No need to worry, VENN, there is a perfectly logical explanation. Allow me to explain it – after I’ve explained a bit about the notation.
The idea of vertex notation for a semi-regular polyhedron1 is to tell you how the faces around each vertex are arranged.
For example, if you imagine looking at the corner of a cube, you can see that three square faces meet at each corner. The vertex notation for a cube is 4.4.4 – a list of the faces, in order. An old-fashioned football (a truncated icosahedron) is 5.6.6 – around each corner, you have a regular pentagon and two regular hexagons.
It’s not restricted to a three-item list – something like 3.3.3.3 would mean four equilateral triangles fit around each vertex (making a regular octahedron).
Now, to get back to your question, VENN, the numbers serve a dual purpose: they also tell you what’s going on as you go around a shape. Going back to 5.6.6, going around a pentagon, you ignore the 5 – the shapes you encounter on your path are alternating 6 and 6 – it’s hexagons all the way. Going around a hexagon, though, you ignore a 6 and find that you alternate hexagons and pentagons.

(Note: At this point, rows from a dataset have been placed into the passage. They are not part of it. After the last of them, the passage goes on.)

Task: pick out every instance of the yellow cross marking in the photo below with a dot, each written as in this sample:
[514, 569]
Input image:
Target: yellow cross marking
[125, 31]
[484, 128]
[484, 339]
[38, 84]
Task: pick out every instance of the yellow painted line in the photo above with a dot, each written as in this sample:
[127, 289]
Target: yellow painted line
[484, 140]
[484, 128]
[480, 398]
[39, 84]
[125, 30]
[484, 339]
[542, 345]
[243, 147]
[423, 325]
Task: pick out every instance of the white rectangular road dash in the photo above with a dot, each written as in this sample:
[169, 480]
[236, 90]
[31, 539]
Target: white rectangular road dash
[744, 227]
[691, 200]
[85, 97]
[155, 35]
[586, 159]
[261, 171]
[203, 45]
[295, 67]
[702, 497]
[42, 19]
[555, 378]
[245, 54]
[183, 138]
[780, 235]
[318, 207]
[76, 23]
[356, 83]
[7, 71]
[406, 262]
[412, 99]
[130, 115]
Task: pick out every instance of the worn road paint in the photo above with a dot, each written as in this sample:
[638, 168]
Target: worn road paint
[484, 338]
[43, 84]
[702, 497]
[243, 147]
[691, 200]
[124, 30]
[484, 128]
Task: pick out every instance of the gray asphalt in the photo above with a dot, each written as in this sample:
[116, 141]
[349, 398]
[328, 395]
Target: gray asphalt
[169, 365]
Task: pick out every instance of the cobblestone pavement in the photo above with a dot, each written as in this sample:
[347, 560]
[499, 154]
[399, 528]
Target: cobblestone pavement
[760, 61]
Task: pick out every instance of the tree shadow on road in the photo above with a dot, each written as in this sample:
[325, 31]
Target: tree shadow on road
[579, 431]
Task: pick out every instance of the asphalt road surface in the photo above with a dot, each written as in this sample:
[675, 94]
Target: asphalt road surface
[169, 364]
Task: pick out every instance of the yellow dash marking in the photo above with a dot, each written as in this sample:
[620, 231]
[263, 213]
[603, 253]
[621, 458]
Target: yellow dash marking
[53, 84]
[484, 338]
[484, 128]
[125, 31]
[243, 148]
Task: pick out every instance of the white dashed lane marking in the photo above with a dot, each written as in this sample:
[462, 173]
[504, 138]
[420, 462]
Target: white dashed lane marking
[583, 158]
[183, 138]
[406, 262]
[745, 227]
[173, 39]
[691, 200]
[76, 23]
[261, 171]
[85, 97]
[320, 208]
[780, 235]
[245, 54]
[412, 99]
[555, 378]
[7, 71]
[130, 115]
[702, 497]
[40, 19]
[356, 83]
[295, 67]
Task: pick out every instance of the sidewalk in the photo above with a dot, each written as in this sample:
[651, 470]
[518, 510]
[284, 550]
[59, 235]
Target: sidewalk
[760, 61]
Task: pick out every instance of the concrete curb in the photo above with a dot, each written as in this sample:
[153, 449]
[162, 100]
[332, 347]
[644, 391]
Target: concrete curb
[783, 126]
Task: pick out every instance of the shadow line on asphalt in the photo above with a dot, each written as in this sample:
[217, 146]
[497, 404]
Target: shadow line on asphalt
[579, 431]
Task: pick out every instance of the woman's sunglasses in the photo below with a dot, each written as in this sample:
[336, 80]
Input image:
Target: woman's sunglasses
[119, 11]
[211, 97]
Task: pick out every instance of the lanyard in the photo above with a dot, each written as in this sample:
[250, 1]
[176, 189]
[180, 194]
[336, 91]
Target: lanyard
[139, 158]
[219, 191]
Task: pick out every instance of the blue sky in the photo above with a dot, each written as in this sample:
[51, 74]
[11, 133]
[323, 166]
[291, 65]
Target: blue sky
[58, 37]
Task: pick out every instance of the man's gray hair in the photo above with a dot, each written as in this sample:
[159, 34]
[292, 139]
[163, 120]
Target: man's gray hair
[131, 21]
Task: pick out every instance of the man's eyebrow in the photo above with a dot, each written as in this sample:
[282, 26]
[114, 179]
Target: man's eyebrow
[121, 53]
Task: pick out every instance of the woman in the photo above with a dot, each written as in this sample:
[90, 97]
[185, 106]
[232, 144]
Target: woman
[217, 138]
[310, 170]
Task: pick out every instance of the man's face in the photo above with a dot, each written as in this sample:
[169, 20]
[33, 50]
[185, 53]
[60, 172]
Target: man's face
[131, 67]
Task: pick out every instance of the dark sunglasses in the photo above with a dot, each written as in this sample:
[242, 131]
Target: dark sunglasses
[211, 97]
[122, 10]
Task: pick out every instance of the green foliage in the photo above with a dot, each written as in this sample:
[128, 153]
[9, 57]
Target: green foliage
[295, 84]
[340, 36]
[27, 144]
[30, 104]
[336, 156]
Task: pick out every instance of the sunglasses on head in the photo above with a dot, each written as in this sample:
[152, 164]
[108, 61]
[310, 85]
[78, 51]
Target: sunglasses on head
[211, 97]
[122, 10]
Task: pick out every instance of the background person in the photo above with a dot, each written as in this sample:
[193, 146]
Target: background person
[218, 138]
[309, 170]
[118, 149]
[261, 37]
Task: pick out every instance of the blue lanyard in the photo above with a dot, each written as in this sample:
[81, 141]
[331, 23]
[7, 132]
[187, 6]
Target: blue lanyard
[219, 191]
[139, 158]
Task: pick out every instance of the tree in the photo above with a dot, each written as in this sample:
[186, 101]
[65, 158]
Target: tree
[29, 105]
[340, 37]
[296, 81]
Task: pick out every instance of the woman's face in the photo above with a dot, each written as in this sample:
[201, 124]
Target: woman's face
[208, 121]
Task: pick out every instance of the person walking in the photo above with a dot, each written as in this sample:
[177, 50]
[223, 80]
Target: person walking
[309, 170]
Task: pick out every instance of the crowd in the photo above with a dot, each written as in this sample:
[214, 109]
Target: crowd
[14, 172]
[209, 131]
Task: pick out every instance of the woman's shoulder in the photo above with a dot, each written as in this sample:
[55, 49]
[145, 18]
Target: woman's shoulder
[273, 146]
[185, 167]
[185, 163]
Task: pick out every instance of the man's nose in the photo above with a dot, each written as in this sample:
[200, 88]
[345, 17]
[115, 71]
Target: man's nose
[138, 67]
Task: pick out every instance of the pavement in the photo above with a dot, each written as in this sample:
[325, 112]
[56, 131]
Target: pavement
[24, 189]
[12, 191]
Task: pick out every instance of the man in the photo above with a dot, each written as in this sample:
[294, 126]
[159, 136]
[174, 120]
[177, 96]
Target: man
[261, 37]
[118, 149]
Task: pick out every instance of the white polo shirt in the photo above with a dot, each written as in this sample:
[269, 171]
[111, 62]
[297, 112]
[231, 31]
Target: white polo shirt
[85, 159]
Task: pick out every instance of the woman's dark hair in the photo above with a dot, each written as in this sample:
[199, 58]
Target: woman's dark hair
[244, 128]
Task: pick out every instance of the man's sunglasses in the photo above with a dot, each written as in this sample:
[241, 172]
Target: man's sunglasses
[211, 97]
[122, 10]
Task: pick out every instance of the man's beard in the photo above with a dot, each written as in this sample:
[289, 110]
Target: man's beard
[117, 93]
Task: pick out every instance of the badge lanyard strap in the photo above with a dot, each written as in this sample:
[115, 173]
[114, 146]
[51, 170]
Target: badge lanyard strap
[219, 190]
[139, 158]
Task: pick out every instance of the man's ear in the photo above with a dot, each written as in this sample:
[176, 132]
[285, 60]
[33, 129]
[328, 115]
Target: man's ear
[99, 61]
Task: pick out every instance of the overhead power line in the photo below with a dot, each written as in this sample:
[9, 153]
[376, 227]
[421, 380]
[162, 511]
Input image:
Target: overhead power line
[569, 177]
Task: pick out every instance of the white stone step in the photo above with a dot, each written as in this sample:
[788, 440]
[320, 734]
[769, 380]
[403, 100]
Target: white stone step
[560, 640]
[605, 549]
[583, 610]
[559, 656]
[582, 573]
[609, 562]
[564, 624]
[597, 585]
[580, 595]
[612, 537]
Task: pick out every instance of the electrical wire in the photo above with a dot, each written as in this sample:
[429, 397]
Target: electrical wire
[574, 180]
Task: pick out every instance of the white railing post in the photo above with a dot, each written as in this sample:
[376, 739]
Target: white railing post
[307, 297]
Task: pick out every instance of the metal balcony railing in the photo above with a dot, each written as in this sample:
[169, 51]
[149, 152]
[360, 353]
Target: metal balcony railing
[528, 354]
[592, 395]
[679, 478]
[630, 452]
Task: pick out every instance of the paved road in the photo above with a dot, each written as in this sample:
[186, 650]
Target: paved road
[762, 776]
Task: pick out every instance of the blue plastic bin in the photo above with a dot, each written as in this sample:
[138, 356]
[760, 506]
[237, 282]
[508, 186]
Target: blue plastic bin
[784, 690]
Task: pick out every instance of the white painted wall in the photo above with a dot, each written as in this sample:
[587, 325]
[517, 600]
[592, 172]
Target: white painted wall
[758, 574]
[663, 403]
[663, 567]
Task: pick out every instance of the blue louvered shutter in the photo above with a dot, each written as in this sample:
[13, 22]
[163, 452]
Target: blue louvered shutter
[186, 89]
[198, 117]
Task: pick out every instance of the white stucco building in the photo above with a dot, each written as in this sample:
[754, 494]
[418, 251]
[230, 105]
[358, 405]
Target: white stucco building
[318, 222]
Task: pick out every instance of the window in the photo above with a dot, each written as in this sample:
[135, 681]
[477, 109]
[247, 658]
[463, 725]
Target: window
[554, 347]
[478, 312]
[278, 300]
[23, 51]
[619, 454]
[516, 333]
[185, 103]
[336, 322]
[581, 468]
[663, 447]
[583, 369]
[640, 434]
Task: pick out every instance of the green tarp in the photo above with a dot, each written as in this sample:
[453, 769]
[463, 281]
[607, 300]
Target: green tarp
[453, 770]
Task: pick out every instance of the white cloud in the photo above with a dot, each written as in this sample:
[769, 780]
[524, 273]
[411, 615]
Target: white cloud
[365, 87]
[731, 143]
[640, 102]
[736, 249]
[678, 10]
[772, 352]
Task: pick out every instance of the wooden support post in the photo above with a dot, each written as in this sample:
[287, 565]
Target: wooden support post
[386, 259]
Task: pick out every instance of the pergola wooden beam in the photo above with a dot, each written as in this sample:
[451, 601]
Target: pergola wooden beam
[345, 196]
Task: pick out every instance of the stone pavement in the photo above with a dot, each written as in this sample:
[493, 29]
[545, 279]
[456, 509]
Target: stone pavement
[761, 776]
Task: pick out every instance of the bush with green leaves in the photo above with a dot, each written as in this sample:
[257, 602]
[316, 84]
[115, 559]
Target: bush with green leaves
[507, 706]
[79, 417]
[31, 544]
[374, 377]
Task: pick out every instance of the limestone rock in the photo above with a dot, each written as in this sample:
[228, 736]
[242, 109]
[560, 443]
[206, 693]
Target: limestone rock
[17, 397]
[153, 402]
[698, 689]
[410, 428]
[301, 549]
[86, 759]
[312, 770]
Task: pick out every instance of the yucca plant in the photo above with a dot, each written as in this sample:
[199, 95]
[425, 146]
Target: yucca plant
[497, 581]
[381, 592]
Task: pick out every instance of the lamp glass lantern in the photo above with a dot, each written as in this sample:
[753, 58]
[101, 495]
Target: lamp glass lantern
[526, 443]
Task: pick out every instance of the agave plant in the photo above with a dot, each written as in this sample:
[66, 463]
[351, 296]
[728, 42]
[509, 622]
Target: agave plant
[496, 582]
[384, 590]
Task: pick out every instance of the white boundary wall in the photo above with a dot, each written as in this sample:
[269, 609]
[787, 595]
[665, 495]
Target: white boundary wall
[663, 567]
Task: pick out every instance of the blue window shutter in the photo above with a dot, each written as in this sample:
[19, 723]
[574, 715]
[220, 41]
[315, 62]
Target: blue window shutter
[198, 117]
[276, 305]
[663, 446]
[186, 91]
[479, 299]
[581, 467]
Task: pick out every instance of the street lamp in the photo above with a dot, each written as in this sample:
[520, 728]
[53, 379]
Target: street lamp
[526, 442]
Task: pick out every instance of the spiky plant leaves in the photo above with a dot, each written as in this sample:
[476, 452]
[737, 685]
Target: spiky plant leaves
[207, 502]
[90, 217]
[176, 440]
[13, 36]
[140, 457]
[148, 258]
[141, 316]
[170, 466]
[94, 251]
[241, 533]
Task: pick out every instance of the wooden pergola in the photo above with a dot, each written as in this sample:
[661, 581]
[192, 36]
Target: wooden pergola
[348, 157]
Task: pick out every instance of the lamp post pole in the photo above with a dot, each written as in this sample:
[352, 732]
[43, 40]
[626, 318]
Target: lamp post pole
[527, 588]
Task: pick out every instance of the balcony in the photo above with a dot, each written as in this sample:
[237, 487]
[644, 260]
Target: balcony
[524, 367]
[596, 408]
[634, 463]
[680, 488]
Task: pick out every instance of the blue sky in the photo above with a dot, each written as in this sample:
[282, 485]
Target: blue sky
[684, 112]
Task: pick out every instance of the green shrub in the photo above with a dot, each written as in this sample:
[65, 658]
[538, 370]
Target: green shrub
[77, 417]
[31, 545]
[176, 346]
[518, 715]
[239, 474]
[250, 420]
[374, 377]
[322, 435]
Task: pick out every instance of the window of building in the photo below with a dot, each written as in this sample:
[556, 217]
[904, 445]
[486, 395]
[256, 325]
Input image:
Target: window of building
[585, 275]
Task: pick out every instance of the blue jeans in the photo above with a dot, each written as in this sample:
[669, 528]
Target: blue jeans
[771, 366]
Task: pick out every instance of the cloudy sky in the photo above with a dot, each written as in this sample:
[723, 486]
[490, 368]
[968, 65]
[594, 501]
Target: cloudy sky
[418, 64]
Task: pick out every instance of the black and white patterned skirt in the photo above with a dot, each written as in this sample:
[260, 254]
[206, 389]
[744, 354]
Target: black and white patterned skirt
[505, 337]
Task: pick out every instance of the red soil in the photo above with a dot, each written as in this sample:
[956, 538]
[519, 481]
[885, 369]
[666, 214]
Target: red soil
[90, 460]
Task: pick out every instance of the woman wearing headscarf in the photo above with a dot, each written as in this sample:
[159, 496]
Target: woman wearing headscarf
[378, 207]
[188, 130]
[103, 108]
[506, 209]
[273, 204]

That’s the key to why 3.9.12 doesn’t work: going around the triangle, you would need to alternate 9-gons with 12-gons2 – but you hit a problem: you have an odd number of sides to go around, meaning you’d end up with two 9-gons next to each other (not allowed) or two adjacent 12-gons (also not allowed).
In short, VENN, the problem with 3.9.12 is that it builds inconsistent vertices: if you put a triangle, a 9-gon and a 12-gon around a point, there’s no shape you can put next to the remaining side of the triangle that makes 3.9.12 at both of its remaining vertices.